In particular, optical treatment strategies to correct peripheral vision may be effective in slowing the progression of myopia in children. The new discoveries and their clinical implications are the subject of the Charles F. Prentice Award Lecture by Earl L. Smith III, O.D., Ph.D., of University of Houston.
Evidence Builds Case for Treatments Addressing Peripheral Vision
Dr. Smith summarizes recent studies of the vision-dependent mechanisms regulating visual development. Myopia is a common problem in children, making it difficult for them to see objects clearly. Over time, myopia can get steadily worse, potentially leading to permanent vision loss if the extent of the myopia is severe. Vision correction (glasses or contact lenses) are needed to improve vision, and possibly to prevent progressive myopia.
The eye grows and develops in response to visual feedback from the eye. In the past, optical treatment strategies for myopia have emphasized the correction of central, or foveal, vision. (The fovea is the central pit of the retina, where visual acuity is sharpest.) Optometrists have generally assumed that signals from the fovea have the greatest impact on normal visual refractive development.
However, recent experiments in laboratory animals have suggested that visual development is affected by "local retinal mechanisms"—and not by central vision, according to according to Dr. Smith. Some studies have even suggested that "foveal vision is not essential for many vision-dependent aspects of refractive development."

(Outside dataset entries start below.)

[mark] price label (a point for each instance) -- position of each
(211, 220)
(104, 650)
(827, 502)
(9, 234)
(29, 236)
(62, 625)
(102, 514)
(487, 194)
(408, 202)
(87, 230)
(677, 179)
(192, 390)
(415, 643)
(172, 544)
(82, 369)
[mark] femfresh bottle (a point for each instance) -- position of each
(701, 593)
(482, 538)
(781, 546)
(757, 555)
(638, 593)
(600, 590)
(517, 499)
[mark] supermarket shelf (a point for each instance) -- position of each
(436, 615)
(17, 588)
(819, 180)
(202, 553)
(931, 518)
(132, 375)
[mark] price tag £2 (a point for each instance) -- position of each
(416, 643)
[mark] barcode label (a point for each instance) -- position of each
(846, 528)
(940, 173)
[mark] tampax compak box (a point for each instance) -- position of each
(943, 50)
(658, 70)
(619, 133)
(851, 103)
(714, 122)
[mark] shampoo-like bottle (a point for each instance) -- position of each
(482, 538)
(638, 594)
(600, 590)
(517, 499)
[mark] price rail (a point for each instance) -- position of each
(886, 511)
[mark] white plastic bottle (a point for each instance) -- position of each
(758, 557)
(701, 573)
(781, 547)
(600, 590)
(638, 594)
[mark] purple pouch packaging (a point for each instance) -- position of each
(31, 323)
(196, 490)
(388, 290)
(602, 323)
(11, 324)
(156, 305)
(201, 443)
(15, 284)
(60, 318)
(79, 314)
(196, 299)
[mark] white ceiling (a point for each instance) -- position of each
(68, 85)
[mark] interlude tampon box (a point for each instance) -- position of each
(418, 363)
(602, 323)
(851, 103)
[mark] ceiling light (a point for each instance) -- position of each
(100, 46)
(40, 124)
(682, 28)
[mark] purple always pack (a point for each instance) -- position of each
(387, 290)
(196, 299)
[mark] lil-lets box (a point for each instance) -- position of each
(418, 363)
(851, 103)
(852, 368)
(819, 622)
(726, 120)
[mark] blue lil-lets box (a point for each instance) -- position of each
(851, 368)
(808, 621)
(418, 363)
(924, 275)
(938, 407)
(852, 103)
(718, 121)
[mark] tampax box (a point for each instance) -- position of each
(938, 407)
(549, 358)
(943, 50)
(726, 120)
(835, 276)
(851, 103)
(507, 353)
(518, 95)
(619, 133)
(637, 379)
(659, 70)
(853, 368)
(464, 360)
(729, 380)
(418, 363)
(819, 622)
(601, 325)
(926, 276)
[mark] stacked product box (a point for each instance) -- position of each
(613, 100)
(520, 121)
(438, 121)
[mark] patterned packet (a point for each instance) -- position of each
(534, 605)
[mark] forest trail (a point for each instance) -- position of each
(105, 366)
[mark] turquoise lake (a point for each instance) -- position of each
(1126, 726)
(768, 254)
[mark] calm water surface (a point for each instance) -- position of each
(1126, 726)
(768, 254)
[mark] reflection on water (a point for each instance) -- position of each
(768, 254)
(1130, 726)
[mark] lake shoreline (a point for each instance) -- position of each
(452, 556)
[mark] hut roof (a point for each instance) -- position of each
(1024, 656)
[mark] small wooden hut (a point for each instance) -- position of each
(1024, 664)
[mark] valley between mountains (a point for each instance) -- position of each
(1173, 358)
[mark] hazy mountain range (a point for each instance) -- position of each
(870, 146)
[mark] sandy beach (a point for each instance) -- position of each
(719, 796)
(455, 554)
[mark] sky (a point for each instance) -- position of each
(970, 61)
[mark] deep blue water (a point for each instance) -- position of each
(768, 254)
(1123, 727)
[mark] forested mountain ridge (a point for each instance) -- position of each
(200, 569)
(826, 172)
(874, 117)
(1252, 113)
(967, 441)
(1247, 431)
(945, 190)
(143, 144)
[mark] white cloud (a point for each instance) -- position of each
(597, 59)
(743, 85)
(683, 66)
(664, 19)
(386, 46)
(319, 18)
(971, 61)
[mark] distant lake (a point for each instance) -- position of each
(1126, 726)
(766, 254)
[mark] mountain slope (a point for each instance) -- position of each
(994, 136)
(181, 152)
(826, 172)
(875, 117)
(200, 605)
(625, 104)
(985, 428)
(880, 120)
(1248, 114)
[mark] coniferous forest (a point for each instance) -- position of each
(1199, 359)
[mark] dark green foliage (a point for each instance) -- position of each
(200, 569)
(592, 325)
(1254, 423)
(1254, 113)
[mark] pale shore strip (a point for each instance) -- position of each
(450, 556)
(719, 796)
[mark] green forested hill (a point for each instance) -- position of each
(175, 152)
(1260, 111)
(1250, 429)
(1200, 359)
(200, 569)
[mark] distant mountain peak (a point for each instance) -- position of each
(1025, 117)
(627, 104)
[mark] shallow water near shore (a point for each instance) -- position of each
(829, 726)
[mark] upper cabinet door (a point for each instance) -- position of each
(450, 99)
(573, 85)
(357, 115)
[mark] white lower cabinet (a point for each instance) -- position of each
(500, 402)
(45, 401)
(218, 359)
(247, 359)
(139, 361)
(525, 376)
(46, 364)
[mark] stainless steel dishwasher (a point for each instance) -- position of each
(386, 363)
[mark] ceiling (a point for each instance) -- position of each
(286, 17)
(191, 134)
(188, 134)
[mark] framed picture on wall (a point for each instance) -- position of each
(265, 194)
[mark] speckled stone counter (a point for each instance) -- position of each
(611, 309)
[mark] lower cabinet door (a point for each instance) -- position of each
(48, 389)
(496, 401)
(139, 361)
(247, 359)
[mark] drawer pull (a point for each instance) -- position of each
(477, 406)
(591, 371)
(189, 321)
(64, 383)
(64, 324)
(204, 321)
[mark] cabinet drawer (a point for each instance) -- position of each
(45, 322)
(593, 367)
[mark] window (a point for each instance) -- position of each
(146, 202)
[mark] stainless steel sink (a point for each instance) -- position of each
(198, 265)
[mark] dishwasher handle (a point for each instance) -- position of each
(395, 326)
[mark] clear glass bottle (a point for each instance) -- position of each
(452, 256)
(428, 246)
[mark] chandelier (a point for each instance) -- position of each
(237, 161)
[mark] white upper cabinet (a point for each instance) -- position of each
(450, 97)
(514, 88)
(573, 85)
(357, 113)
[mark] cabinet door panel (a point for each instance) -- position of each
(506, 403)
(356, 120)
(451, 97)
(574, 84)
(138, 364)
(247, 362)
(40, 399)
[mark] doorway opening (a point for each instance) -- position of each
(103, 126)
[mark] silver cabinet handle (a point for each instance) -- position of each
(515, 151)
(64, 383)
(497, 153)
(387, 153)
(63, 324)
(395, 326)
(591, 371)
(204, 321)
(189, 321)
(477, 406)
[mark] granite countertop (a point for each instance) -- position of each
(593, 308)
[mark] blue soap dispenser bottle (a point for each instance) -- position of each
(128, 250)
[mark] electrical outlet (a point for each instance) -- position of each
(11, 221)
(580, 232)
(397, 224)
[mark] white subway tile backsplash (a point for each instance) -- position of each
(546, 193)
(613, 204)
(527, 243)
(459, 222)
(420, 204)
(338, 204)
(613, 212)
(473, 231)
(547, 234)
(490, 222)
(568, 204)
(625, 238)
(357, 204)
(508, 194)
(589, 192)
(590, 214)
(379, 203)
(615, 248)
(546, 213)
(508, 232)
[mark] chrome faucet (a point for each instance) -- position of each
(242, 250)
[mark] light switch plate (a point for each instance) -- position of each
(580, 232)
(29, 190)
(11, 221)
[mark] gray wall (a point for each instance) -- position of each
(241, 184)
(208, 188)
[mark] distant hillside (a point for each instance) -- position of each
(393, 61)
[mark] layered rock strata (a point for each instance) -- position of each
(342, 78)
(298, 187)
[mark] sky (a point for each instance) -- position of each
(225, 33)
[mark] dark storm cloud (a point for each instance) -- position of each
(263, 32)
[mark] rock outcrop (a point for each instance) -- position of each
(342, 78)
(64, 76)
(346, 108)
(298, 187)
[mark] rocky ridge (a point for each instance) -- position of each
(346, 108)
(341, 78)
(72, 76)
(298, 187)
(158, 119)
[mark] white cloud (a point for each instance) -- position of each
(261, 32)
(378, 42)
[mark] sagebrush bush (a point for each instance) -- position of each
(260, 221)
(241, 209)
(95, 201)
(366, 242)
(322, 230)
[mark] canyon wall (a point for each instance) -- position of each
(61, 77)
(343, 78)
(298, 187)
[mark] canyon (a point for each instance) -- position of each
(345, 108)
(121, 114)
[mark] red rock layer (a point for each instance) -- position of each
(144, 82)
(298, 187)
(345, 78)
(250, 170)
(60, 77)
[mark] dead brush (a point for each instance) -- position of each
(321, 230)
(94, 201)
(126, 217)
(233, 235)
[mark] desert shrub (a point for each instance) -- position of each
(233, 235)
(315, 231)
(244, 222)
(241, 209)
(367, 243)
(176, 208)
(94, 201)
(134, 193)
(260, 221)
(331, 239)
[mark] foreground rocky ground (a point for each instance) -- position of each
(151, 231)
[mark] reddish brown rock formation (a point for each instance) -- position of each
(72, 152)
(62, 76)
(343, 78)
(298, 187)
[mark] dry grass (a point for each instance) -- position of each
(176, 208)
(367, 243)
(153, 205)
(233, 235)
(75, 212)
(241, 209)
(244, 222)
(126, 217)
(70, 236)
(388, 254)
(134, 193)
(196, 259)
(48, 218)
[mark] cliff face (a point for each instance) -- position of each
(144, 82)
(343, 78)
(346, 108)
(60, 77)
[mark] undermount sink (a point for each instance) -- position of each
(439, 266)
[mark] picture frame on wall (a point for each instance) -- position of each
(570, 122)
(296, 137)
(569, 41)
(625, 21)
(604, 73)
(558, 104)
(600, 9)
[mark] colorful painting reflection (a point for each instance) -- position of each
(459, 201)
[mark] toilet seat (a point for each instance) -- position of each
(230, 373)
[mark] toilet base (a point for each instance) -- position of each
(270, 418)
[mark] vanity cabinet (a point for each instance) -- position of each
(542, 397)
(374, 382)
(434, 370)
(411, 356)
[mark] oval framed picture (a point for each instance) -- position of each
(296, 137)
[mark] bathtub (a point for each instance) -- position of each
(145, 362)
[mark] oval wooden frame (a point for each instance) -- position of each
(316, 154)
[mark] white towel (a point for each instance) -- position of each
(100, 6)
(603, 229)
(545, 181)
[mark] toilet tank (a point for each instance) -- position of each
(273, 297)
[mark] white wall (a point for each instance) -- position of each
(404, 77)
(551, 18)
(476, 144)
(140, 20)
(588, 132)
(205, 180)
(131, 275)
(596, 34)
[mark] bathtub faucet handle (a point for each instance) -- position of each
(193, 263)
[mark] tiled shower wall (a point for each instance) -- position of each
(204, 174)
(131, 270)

Instead, much of the feedback affecting eye growth and visual development seems to come from the peripheral retina—areas away from the center, which make up most of the retina. There's even evidence to suggest that when there are conflicting visual signals between the central and peripheral retina, the peripheral signals predominate.
Taken together, the new evidence suggests that optical strategies to improve peripheral vision may have a greater impact on visual development than strategies addressing central vision. Based on the data, optometrists may want to reconsider their vision prescriptions for children with myopia, Dr Smith believes.
More Research Needed to Evaluate New Optical Strategies
"We are on the verge of having a number of optical treatment options that do effectively slow myopia progression," Dr. Smith writes. Clinical studies have shown that strategies specifically targeting peripheral vision can reduce the rate of worsening myopia. However, Dr. Smith notes that most of these trials are only preliminary. Larger and longer-term studies will be needed to assess the new lens designs and answer other questions about the effects of peripheral strategies.
Dr. Smith emphasizes that the new strategies won't eliminate existing myopia—to maximize the impact on the developing eye, treatment should begin as early as possible. He concludes, "Given the increasing prevalence of myopia, having an optical treatment strategy that produces a clinically meaningful reduction in myopia progression would have huge public health benefits."
For his paper, Dr. Smith was named winner of the American Academy of Optometry's Charles F. Prentice Medal for 2010. Established in 1958, the Charles F. Prentice Medal is awarded annually to an outstanding scientist who has contributed significantly to the advancement of knowledge in the visual sciences.